11. A method for filtering a potential signal using catheter velocity during electro-anatomical mapping comprising:
deriving at least a velocity signal from the at least a position signal;
identifying, using the at least a velocity signal, a local minimum velocity and corresponding:
at least a minimum velocity time; and
at least a minimum velocity position; and
processing, using a motion filter, the at least a position signal as a function of the at least a minimum velocity time and the at least a minimum velocity position.
12. The method of claim 11, wherein the at least a catheter comprises at least a transducer configured to detect a cardiac phenomenon and output at least a potential signal, as a function of a cardiac phenomenon.
13. The method of claim 11, wherein the at least a processor is further configured to receive the at least a potential signal from the at least a transducer and the at least a position signal from the at least a localization system, wherein the at least a position signal comprises a cardiac motion and a respiratory motion, wherein the cardiac motion comprises a systole phase and a diastole phase and the respiratory motion comprises an inspiration phase and an expiration phase.
14. The method of claim 13, wherein identifying a local minimum velocity of the catheter for the cardiac motion comprises:
calculating a first derivative of the at least a velocity signal;
determining a threshold to filter discrete points of the at least a velocity signal; and
comparing a first discrete point to a second discrete point.
15. The method of claim 13, wherein removing the cardiac motion and the respiratory motion from the at least a position signal comprises correlating the cardiac motion and the respiratory motion to determine a total motion of the position signal.
16. The method of claim 11, further comprises discretizing, using the at least a processor, the at least a potential signal and the at least a position signal.
17. The method of claim 16, wherein discretizing comprises:
selecting a sample rate for sampling a plurality of discrete points from the at least a potential signal and the at least a position signal; and
quantizing the plurality of discrete points.

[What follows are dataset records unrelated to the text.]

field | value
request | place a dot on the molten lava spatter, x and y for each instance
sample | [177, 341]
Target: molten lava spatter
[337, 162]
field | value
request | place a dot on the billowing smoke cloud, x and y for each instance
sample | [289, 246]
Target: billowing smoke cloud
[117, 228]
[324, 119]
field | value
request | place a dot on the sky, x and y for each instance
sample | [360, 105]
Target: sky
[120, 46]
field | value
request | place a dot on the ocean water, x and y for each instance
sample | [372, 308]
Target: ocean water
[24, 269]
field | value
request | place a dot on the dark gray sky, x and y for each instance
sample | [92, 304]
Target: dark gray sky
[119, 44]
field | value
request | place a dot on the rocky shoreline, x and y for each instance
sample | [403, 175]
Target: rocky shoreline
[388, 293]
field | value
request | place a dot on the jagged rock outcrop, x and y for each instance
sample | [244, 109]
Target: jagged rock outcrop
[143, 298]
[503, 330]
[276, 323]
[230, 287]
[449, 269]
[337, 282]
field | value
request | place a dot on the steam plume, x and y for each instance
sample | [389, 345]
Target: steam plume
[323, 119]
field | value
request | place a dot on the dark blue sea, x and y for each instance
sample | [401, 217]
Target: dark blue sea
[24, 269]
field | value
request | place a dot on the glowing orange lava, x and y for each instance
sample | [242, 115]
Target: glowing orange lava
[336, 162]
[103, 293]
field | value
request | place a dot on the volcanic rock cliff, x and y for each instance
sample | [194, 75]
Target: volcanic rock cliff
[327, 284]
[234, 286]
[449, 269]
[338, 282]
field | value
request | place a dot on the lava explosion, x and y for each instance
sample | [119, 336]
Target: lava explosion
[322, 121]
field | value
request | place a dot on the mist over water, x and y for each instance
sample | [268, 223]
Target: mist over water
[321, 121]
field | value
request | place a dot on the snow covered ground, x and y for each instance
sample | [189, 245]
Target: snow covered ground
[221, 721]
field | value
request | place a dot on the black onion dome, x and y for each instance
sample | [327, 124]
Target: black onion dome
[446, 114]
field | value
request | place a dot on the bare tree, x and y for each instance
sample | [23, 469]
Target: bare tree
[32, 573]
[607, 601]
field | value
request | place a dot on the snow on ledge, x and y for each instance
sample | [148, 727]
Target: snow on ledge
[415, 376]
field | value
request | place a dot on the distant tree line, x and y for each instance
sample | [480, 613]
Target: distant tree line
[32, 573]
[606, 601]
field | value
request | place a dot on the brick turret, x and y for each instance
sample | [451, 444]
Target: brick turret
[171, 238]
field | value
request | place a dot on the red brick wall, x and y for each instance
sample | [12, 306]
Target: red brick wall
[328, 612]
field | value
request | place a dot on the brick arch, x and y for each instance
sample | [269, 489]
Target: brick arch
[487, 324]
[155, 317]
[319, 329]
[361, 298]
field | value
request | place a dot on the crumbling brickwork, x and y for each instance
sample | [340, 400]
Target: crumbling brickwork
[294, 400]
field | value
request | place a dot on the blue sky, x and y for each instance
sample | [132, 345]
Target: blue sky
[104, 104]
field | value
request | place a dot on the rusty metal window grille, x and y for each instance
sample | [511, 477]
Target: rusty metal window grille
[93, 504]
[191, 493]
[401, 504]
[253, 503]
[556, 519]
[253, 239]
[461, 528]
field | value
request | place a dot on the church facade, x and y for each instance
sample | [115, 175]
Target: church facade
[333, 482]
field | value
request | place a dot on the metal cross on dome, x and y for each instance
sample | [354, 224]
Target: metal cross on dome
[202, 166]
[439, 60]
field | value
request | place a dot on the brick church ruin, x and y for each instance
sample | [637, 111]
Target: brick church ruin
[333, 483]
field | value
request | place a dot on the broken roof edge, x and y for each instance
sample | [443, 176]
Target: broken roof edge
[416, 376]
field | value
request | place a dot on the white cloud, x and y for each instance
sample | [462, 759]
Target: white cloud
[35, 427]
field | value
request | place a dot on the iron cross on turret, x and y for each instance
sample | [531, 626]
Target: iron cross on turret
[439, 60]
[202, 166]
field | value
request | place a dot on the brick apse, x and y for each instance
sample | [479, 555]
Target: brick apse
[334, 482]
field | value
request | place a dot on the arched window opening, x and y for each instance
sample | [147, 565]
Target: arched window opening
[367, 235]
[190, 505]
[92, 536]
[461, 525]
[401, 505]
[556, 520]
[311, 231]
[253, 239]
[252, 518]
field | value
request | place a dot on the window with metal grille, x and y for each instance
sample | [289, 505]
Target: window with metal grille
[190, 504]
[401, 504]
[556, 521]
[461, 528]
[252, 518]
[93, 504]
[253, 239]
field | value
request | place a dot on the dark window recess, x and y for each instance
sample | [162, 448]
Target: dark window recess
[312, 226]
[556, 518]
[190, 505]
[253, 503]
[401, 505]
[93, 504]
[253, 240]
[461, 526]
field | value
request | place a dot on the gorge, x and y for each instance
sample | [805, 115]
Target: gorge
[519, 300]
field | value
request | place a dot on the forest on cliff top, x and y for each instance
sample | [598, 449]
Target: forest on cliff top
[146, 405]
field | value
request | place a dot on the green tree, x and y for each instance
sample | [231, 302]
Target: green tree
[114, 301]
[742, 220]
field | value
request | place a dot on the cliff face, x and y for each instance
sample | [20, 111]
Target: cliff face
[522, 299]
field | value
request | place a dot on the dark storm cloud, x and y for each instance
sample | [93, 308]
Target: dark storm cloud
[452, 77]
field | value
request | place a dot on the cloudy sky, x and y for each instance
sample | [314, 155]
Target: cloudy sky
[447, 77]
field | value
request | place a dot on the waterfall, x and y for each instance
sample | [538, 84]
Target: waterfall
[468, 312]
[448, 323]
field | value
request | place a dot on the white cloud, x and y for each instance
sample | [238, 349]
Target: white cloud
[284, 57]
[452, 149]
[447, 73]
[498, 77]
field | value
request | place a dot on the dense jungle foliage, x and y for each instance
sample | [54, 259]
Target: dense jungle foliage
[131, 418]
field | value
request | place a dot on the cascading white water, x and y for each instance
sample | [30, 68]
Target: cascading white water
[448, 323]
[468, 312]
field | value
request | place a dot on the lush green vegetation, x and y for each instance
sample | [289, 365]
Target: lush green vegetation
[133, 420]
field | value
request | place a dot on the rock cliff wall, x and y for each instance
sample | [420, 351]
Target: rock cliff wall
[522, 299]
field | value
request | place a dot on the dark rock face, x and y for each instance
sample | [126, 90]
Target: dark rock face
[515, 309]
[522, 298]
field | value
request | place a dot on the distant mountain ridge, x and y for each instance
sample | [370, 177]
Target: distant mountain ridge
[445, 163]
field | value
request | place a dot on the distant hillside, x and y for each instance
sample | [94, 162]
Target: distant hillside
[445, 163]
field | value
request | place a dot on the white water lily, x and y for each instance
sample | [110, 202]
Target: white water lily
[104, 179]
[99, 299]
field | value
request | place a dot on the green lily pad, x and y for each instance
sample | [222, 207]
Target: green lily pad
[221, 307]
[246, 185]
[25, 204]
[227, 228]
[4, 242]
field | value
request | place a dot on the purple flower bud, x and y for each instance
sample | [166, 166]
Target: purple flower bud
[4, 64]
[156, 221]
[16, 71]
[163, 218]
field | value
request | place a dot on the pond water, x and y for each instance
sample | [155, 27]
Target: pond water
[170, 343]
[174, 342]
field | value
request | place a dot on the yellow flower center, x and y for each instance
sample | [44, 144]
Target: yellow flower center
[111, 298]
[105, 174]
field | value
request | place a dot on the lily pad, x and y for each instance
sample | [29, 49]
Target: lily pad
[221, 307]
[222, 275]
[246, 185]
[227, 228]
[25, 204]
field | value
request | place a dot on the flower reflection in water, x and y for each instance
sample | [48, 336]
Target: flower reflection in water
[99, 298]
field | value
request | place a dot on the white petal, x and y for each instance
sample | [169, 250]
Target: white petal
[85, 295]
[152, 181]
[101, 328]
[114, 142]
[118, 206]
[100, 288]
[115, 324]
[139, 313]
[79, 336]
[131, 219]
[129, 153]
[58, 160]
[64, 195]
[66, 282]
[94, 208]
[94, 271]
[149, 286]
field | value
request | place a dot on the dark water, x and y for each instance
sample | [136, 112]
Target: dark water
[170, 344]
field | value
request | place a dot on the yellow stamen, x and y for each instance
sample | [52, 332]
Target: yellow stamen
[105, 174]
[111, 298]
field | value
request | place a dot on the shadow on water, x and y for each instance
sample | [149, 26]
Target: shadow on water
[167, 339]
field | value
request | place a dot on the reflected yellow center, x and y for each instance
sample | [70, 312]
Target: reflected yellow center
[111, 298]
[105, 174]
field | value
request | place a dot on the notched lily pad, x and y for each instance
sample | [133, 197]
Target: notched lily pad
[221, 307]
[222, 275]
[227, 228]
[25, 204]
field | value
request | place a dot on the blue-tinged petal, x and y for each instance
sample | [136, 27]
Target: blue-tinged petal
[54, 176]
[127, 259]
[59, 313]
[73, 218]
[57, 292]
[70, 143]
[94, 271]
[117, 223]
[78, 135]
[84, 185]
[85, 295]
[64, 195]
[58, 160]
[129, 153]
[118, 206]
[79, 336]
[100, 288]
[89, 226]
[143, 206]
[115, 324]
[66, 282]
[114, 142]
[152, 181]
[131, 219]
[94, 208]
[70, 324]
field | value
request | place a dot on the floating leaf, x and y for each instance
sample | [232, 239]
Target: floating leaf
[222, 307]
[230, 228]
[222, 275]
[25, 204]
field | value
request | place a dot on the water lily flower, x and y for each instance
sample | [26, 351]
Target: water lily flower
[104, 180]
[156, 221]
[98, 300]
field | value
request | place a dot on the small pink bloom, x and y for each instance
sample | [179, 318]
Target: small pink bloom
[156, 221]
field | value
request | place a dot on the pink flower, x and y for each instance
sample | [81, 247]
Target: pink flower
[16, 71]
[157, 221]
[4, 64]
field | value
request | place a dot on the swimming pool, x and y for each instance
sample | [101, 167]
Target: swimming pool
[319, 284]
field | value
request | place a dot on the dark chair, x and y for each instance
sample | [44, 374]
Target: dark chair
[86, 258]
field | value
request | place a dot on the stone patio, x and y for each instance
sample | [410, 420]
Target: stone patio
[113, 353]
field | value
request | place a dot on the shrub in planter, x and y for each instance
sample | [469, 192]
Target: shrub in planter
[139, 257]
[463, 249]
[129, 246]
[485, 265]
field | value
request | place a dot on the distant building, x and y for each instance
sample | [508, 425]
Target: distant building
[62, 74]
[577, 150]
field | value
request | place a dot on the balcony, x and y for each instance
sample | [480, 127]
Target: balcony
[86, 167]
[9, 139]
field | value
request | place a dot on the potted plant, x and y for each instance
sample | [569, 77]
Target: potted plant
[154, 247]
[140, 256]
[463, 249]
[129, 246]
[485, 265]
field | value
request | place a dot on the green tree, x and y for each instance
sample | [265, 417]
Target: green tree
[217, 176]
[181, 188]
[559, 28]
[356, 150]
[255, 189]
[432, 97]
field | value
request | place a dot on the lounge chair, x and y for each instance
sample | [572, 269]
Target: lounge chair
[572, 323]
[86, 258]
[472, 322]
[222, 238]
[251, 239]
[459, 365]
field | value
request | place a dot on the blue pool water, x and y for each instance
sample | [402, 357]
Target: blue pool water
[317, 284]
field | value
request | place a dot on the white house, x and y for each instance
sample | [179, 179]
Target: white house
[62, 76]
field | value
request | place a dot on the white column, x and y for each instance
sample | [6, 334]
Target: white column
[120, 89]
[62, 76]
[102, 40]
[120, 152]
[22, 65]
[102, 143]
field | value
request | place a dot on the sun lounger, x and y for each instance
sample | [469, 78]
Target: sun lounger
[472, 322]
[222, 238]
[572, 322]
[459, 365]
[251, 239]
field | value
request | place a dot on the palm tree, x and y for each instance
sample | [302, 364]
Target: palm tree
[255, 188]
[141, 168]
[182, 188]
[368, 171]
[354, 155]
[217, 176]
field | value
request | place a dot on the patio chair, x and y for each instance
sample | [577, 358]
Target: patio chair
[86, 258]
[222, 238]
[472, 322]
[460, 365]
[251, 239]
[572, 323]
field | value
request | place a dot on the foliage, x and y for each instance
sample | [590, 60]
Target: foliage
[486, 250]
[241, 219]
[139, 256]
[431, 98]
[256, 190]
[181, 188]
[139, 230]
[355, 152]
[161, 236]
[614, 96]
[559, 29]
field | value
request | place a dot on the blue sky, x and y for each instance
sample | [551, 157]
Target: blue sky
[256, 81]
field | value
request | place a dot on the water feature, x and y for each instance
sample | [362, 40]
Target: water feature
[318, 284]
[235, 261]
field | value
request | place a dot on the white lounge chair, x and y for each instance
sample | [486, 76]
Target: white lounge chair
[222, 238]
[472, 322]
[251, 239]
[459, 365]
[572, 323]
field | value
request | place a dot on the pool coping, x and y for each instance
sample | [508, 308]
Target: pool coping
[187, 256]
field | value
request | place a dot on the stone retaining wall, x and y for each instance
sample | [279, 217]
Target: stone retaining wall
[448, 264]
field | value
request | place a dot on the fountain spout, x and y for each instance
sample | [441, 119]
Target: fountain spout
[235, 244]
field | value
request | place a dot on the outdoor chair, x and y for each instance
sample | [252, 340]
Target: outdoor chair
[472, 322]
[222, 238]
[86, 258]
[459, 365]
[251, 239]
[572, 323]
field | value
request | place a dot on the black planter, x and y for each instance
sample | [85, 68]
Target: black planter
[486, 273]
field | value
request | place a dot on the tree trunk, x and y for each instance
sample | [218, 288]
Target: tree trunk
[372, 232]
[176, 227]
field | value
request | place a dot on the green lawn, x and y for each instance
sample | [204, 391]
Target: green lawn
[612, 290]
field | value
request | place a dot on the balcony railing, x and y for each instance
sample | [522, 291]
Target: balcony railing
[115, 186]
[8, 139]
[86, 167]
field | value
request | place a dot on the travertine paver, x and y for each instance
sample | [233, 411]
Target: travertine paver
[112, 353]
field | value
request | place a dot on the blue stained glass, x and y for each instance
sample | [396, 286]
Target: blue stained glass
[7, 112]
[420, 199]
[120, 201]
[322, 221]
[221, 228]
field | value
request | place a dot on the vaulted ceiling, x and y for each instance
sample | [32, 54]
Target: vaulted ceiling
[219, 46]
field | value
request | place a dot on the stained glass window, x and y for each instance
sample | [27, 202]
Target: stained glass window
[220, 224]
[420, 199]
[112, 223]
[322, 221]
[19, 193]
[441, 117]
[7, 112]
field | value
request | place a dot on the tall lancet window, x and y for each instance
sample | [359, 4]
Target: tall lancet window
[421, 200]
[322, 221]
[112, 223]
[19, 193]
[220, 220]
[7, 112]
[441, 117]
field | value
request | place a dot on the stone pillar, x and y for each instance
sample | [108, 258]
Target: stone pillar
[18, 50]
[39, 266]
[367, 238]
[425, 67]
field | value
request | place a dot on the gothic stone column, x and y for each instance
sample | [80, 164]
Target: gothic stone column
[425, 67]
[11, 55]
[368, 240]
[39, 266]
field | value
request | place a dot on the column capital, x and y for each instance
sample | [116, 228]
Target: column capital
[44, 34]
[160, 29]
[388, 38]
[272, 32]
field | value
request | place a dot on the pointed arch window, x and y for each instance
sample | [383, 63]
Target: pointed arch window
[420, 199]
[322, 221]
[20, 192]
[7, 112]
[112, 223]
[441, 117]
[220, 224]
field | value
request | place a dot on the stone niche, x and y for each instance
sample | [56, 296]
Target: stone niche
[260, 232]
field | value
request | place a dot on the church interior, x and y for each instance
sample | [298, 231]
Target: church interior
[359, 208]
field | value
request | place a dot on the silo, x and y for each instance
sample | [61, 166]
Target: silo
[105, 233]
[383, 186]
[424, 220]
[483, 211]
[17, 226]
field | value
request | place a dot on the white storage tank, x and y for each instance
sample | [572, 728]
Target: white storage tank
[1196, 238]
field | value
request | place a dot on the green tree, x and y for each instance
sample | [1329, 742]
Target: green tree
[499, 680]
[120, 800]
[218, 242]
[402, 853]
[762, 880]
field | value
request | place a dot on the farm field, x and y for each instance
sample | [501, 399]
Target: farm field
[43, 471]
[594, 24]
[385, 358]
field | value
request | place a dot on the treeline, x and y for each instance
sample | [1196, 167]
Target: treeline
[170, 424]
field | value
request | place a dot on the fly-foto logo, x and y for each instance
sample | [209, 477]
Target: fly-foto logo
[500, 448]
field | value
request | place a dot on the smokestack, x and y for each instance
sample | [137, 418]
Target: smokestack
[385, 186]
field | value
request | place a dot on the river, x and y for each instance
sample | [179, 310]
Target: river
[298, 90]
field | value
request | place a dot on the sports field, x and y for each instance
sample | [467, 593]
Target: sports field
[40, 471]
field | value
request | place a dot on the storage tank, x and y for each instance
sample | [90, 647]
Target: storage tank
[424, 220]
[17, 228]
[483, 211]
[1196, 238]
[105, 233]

18. The method of claim 11, wherein processing, using the motion filter, comprises interpolating the at least a position signal by:
sampling a plurality of discrete points from the at least a position signal;
averaging an intermediate point from a first discrete point and a second discrete point of the plurality of discrete points; and
fitting a function to the sampled discrete points to generate a continuous position signal.
19. The method of claim 18, wherein the continuous position signal is displayed, using a display device.
20. The method of claim 11, wherein the at least a localization system comprises one or more of an electromagnetic localization system, an ultrasound-based localization system, an optical localization system, and an impedance-based localization system.